Sete para oito anos, morando à beira do Rio Paraíba do Sul, num lugarejo que nem vila seria,

via e sorria dentro de mim a canoa do meu pai, ancorada embaixo do ingazeiro, no fundo do quintal, sem cercas ou separações entre a casa e a imensidão  das águas.

      

O rio descia manso, largo, onde transitavam balsas, botes e canoas de um lado para outro. Tudo era mistério, desafio, poesia...

A outra margem do garboso rio quase pouco ou nada oferecia, apenas a alegria de passar para lá e para cá sobre as águas serenas do soberano rio, senhor dos segredos das cercanias.
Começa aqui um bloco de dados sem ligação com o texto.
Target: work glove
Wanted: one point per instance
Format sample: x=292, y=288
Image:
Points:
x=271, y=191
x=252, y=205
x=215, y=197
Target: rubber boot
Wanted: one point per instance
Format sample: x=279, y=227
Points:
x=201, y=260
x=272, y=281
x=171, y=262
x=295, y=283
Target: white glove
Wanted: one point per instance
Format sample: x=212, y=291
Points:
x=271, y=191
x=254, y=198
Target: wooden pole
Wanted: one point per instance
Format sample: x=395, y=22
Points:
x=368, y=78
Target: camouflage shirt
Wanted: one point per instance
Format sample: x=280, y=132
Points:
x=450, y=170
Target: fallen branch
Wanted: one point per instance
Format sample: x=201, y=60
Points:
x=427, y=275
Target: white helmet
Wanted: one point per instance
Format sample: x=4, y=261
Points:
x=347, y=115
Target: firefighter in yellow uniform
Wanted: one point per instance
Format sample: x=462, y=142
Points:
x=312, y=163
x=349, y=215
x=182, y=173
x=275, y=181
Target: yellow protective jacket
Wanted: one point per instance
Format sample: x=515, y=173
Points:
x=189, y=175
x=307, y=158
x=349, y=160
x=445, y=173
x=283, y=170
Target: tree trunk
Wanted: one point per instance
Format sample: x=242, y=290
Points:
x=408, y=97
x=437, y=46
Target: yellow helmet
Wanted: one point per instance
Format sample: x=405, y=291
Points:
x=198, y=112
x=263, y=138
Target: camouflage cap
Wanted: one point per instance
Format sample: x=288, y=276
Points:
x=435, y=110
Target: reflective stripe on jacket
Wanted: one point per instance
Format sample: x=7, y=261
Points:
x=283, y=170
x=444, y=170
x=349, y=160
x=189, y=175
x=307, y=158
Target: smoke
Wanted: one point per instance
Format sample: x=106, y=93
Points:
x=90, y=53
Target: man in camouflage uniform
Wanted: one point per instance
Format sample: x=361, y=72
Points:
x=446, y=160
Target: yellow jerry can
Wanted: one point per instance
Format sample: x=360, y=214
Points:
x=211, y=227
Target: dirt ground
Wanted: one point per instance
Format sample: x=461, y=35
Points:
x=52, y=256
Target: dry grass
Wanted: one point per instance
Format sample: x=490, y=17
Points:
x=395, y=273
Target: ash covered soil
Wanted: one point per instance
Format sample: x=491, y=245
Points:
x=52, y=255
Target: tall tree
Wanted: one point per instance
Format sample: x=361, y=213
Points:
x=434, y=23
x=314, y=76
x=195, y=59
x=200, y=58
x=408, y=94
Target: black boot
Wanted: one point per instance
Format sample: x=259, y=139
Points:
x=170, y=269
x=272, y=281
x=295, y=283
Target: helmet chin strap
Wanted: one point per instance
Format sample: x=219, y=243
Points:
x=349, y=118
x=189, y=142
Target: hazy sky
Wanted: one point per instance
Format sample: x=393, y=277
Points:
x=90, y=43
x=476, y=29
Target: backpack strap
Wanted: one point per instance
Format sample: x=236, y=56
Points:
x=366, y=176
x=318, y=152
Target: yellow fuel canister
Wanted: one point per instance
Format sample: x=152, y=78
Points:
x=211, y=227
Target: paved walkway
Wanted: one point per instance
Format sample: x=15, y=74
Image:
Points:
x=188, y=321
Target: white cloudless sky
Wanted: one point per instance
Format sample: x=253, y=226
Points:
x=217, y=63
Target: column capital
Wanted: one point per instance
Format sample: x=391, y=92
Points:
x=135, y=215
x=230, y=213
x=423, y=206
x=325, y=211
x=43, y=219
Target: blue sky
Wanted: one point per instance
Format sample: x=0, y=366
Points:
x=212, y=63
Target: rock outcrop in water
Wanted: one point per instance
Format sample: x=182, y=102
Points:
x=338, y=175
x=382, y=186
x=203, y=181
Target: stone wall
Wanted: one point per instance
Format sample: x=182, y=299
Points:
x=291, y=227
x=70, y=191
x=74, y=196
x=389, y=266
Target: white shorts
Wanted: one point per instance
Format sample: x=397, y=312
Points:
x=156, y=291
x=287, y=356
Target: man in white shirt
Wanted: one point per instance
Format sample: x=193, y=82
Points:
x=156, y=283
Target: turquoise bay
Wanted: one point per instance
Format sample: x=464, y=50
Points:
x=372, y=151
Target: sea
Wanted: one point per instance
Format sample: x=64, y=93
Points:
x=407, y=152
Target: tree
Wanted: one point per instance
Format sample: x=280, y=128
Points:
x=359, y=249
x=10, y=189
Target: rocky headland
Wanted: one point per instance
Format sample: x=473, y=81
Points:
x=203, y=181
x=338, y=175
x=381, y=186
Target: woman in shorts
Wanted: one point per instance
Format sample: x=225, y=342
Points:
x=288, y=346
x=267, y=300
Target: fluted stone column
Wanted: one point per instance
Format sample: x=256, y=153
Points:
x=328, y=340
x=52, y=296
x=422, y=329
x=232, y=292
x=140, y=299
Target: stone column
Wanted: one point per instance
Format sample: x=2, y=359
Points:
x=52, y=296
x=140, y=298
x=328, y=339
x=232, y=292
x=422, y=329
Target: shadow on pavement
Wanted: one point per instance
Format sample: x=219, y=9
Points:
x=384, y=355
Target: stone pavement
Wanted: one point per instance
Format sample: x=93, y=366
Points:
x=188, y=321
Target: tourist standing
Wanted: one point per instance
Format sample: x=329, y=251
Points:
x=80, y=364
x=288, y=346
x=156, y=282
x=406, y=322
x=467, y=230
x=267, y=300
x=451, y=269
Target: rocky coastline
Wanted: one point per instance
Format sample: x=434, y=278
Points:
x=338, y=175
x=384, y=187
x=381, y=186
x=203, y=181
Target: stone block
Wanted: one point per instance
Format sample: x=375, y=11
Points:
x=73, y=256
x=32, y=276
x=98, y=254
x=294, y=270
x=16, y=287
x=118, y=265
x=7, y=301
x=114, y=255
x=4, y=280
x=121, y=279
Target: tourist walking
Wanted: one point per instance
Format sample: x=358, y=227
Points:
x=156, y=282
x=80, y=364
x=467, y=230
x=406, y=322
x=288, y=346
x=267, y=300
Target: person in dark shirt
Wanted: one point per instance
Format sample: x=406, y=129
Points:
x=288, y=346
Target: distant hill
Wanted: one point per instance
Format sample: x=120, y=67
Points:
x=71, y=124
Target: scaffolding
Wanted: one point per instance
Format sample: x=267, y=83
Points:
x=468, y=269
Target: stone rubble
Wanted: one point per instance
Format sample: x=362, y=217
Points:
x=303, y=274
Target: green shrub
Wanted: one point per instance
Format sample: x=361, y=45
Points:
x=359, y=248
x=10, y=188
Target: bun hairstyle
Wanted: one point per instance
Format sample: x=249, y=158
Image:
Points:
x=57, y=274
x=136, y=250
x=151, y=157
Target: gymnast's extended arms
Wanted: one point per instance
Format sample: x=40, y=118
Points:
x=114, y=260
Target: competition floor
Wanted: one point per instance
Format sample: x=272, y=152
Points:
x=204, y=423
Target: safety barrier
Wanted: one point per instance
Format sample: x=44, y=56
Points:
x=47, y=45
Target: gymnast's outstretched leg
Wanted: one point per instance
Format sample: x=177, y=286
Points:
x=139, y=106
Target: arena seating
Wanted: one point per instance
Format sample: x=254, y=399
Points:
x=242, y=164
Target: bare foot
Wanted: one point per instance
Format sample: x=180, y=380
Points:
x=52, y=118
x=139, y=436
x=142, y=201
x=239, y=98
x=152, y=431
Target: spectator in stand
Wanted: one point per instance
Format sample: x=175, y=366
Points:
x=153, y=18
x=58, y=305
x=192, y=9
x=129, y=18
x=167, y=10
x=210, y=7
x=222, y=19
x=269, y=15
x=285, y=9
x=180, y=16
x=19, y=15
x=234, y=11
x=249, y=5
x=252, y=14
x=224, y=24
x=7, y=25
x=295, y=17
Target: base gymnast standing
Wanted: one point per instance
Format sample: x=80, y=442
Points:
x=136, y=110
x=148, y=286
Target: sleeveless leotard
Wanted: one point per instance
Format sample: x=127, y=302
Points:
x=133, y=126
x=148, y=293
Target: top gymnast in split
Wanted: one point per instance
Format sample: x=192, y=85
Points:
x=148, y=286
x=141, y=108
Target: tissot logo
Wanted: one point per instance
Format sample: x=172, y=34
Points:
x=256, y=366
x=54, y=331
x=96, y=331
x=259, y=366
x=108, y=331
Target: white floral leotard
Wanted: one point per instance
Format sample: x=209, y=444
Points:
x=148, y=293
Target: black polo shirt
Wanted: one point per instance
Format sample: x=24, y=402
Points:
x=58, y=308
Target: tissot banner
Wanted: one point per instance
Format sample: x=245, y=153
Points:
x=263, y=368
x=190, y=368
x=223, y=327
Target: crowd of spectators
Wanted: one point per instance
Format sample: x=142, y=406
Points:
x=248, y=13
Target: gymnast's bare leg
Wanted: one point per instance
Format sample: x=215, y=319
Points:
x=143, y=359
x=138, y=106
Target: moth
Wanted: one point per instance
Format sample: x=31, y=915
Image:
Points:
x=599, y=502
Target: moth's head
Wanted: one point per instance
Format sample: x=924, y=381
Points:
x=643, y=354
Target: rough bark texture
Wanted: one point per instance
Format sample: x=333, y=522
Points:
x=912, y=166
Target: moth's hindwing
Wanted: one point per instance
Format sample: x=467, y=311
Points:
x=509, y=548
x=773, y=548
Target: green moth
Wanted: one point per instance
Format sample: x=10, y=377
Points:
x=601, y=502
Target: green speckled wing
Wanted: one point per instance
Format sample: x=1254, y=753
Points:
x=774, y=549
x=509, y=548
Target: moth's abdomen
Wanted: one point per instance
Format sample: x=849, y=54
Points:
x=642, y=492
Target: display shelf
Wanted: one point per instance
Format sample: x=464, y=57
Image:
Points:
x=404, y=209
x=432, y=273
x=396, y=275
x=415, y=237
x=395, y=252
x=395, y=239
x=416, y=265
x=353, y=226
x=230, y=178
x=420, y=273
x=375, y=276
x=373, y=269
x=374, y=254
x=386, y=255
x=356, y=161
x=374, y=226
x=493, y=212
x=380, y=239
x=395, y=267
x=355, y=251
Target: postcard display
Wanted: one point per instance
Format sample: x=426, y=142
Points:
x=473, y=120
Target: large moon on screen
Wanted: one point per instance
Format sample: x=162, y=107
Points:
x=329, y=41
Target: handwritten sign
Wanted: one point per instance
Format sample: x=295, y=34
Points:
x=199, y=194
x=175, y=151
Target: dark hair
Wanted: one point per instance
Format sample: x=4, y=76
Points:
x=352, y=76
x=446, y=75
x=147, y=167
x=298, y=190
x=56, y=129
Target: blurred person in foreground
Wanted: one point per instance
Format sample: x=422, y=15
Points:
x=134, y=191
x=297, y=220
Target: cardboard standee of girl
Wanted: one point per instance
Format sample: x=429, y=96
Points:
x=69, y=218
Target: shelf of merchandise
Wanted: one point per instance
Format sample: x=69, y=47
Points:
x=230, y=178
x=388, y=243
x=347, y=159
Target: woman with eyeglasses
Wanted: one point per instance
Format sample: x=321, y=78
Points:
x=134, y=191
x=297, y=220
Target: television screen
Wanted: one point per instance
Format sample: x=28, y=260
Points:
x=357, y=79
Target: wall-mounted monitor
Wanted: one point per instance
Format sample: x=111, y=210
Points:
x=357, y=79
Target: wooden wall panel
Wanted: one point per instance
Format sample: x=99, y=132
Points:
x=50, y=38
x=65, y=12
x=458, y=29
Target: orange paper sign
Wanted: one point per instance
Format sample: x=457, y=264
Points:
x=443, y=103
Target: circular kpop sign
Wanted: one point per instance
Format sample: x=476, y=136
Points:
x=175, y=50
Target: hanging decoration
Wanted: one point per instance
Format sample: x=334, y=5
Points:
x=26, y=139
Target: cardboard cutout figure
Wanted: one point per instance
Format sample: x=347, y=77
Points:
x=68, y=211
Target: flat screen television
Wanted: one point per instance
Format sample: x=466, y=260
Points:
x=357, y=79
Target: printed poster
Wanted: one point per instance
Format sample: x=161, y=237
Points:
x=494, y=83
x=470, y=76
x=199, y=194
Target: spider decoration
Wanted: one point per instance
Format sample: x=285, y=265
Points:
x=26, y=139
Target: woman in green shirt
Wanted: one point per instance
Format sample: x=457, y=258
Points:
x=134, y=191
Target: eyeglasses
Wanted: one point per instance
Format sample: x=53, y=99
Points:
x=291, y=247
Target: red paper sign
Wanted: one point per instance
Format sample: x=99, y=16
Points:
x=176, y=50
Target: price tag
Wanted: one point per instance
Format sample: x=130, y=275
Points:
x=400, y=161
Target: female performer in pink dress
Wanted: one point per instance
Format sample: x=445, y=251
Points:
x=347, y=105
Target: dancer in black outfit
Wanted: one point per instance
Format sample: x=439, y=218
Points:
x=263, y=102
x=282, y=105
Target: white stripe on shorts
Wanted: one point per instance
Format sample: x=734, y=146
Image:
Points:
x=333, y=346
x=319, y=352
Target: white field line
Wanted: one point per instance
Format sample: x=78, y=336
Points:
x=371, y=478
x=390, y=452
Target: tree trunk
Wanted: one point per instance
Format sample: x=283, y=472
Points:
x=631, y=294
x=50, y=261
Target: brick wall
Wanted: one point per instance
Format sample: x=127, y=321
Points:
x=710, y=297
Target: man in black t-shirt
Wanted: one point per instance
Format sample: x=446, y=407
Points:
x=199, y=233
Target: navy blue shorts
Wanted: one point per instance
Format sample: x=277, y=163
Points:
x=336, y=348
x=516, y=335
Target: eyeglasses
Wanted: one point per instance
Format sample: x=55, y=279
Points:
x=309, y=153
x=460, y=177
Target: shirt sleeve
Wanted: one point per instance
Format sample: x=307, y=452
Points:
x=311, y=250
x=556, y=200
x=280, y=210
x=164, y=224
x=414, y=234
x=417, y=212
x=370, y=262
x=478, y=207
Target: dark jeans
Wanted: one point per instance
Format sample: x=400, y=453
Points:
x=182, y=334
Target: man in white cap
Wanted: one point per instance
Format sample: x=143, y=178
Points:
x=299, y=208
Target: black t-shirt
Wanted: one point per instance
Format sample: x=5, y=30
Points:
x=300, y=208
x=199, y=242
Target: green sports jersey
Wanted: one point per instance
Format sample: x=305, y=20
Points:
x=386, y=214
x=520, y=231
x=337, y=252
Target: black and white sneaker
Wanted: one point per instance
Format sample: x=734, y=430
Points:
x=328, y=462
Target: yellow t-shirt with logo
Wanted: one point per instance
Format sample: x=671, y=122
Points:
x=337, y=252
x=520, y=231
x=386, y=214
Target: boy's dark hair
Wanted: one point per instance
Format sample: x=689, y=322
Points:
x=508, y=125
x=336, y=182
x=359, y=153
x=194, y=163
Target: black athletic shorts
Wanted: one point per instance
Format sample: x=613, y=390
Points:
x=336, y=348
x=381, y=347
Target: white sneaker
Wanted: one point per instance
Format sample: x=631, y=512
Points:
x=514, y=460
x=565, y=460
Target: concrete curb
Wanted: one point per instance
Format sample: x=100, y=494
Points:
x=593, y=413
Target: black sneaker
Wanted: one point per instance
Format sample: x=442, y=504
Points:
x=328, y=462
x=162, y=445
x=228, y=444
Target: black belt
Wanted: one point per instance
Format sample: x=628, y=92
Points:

Eu observava todos os movimentos do meu pai, exímio canoeiro, não só no remo, como na construção dos acessórios necessários para a primitiva navegação. Embora o silêncio reinasse durante a travessia, todo o rito era ensinado sobre  a magia das águas. 

 

Meu pai, o índio puri, construia as suas canoas com tronco de árvores. O lado do remador era tão fininho na altura, que somente ele, meu pai magrinho, poderia ali se instalar. Os tripulantes seguiam sentados, quietos, nos banquinhos distribuidos ao longo da embarcação.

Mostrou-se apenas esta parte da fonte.